The above code is working perfectly.But the problem is that even after the user closes the browser it continues running like a ghost process and keeps on updating the timestamp and taking up resources.I want it to stop when the client closes the browser.

Please help.


Try the following solution (see the documentation on connection_aborted() function):

<?php
set_time_limit(0);

while(!connection_aborted()){
    updateUserTimestamp();
    sleep(20);
}

Alternatively, you can set your script to abort when the client closes the connection.
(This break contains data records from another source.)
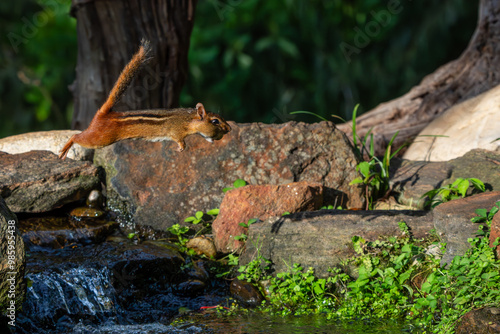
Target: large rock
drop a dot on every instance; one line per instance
(452, 221)
(159, 186)
(52, 141)
(39, 181)
(12, 265)
(412, 179)
(323, 239)
(261, 202)
(469, 125)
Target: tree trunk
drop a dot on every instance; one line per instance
(109, 33)
(476, 71)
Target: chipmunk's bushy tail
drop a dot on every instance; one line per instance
(129, 72)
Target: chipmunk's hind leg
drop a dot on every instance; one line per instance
(65, 150)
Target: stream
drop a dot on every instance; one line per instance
(86, 276)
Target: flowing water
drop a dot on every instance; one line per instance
(118, 286)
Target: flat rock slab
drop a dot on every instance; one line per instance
(159, 186)
(452, 221)
(322, 239)
(261, 202)
(38, 181)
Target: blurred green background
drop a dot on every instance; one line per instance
(251, 60)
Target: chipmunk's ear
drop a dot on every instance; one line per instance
(200, 109)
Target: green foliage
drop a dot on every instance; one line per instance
(457, 189)
(179, 231)
(397, 278)
(199, 217)
(292, 60)
(299, 292)
(256, 270)
(243, 236)
(293, 51)
(37, 64)
(236, 184)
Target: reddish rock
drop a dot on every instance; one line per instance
(159, 187)
(323, 239)
(38, 181)
(261, 202)
(480, 321)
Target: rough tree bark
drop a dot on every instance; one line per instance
(474, 72)
(109, 32)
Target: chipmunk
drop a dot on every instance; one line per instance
(108, 126)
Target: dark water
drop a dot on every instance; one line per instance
(261, 323)
(121, 287)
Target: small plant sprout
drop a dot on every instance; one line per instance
(243, 236)
(457, 189)
(199, 217)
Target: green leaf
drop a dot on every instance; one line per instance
(356, 181)
(213, 212)
(478, 184)
(239, 183)
(364, 168)
(462, 187)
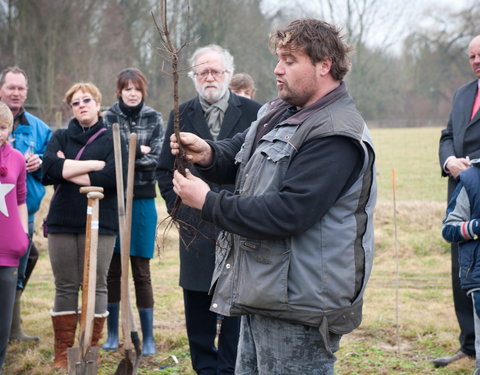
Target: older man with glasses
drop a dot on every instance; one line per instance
(215, 113)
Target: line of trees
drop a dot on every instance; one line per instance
(400, 71)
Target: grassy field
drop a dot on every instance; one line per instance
(408, 316)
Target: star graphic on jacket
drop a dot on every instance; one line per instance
(4, 189)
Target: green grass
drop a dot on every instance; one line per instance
(408, 319)
(413, 153)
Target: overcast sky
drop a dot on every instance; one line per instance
(392, 17)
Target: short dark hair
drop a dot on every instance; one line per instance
(319, 40)
(12, 69)
(133, 75)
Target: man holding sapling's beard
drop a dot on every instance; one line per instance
(298, 284)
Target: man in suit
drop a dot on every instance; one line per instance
(459, 143)
(215, 113)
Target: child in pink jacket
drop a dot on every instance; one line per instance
(14, 239)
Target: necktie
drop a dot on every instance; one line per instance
(476, 105)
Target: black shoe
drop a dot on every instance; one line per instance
(444, 361)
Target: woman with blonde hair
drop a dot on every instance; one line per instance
(80, 155)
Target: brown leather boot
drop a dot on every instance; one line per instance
(64, 327)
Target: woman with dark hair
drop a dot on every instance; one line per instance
(80, 155)
(133, 116)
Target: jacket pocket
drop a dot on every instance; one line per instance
(263, 274)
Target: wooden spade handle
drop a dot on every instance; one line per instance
(89, 267)
(88, 189)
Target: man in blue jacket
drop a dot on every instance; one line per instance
(31, 136)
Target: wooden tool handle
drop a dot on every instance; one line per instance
(88, 189)
(89, 269)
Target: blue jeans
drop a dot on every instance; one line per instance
(270, 346)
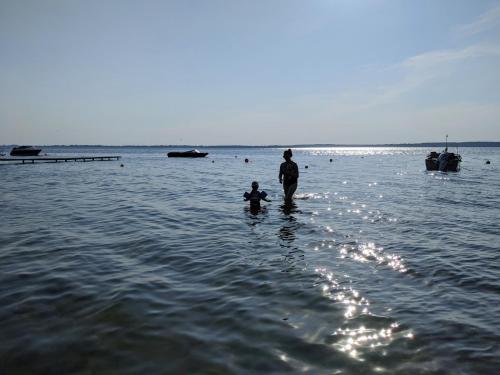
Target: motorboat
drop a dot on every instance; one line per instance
(443, 161)
(25, 151)
(187, 154)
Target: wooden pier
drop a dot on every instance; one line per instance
(33, 160)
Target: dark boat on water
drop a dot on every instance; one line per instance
(443, 161)
(187, 154)
(25, 151)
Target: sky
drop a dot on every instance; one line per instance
(260, 72)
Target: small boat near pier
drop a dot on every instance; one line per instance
(187, 154)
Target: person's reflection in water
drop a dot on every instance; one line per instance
(287, 236)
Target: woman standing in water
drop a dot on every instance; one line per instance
(289, 174)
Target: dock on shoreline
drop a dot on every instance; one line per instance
(33, 160)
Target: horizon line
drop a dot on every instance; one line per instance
(299, 145)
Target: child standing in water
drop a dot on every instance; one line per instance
(255, 196)
(289, 175)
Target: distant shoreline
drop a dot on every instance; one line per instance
(423, 144)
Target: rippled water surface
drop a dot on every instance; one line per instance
(158, 267)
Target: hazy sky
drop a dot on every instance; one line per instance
(248, 72)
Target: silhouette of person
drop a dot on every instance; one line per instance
(255, 196)
(289, 174)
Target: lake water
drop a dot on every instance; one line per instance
(158, 267)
See the documentation on ignore_user_abort for details.

But if you may have many concurrent requests, then maybe it is a good idea to either

  1. resign from using long polling in favor of frequent AJAX requests, or
  2. employ Node.js-like server side solutions that do not use much resources on additional requests.


But the problem is that even after the user closes the browser it continues running like a ghost process and keeps on updating the timestamp and taking up resources.I want it to stop when the client closes the browser.

That's exactly why you don't want to do this. You need to remove this script, and move the updateUserTimestamp() to some global script that is called frequently, ideally the script where the user status is changed (because, if no user status changes, it doesn't have to be updated either).


What server are you running this on? This should not happen, because when the user closes the browser, it should also kill the AJAX request and close the TCP connection, and the server should take note of this and kill the running PHP process/thread.

Try adding a window.onunload client-side event which kills all active AJAX requests and see if that makes a difference.


Your code continues to update the status with no evidence whatsoever that the user is still connected or active. If the user simply shuts off his computer, it will run forever even if it could detect the connection closing. (A computer that is off cannot close a connection, can it?)

You have to make the user do something every 20 seconds that triggers the update. You can decide what that something is, and it can be anything. But there has to be something the user does that makes you consider him active. You can't just consider him active forever, which is what your code does.


To avoid never terminating processes, have the script terminate after its' 20 second wait and force the client to open a new connection. You keep the advantages of the long poll, but will have no more ghost processes.